Background: Despite novel kinase inhibitors, prognosis of metastatic RCC remains poor and new experimental approaches are warranted. Our aim was to evaluate a DC-based vaccine, which exploits alloreactivity as a means to amplify specific anti-tumor immune responses.

Methods: Allogeneic, partially HLA-matched DC were generated in our GMP facility. DC were loaded with autologous tumor lysate. 8 patients with progressive mRCC were included, 7 patients were immunized repetitively with 107 DC s.c. over 20 weeks. Low-dose IL-2 (3 Mio U s.c. qd) was used concomitantly. Endpoints of the study were feasibility, safety, immunological and clinical responses. T cell responses against HLA-A2-restricted RCC-associated antigens were evaluated by proliferation assays, ELISpot and cytokine bead array (CBA). T cell repertoire was analysed by T cell receptor γ and –β PCR.

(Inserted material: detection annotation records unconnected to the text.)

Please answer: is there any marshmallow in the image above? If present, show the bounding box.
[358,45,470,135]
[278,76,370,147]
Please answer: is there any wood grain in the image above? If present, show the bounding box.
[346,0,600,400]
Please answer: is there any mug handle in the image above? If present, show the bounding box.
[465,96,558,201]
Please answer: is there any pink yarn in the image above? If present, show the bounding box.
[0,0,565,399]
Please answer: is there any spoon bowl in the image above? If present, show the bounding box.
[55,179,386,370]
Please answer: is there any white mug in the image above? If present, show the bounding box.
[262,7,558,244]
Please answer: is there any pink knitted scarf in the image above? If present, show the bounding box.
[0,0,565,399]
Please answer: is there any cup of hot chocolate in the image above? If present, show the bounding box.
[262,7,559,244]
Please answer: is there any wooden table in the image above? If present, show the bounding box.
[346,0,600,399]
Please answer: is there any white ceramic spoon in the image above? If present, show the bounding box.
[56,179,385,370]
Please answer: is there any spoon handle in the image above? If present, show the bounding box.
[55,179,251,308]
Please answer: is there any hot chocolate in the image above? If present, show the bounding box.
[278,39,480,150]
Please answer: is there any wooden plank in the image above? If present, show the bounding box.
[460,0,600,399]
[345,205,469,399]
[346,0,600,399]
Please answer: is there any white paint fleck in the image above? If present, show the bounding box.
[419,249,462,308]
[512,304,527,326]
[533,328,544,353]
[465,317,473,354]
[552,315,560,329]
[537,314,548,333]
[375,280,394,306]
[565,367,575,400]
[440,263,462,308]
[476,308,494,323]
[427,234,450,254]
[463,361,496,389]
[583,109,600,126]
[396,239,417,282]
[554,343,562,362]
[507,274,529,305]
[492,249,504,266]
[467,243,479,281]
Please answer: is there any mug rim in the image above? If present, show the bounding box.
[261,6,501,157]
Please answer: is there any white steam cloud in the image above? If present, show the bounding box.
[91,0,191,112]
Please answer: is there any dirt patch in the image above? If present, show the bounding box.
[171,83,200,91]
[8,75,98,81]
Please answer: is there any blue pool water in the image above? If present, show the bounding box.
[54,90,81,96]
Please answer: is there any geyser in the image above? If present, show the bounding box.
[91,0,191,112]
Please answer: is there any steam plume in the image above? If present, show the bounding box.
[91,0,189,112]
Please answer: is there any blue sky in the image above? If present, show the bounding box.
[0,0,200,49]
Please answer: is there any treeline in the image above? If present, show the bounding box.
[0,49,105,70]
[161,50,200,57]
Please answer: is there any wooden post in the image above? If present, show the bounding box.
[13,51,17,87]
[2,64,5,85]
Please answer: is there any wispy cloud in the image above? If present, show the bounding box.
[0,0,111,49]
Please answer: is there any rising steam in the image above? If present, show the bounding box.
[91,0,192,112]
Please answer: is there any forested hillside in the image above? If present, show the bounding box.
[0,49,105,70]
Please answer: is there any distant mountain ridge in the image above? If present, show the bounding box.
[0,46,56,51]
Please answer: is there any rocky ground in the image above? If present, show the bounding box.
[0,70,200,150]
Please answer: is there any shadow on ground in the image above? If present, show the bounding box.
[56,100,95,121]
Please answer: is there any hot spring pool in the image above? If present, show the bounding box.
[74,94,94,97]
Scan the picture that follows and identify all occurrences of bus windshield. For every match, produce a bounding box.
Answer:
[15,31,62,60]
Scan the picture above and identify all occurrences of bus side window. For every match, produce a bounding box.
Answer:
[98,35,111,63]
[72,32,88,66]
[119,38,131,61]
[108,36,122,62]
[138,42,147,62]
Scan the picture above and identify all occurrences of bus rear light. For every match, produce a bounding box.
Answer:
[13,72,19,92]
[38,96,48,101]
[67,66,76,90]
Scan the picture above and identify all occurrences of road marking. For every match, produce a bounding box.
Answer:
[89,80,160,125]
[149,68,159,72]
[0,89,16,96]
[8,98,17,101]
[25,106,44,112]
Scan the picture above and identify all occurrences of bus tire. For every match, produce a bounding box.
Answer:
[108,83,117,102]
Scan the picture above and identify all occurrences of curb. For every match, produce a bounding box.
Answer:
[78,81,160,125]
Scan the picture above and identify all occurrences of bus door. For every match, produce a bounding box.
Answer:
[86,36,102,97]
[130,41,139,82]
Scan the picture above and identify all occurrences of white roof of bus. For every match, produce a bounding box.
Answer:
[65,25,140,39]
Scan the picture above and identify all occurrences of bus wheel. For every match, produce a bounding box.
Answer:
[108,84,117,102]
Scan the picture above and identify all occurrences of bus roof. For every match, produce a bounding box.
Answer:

Results: Vaccination was feasible and safe, no treatment-related grade 3/4 toxicity or clinically relevant autoimmunity was observed. No objective responses were observed, however, 2/7 patients showed stable disease, one a minimal clinical response. The mean TTP was 24.6 weeks (range 5 to 96). Delayed-type hypersensitivity was detected in 3/7 and HLA antibodies were induced in 3/7 patients. In 3/7 patients T cell responses against RCC-associated antigens such as TYMS, G250, vimentin, surviving and cyclin-D1 were induced by vaccination. These antigen-specific T cells showed a predominant TH1-cytokine profile. Interestingly, a clonally expanded T cell population could be detected by γ- and –β PCR in one patient with both a minimal clinical response and a T cell response. This clone is currently persisting for more than 80 months, its specificity is under investigation.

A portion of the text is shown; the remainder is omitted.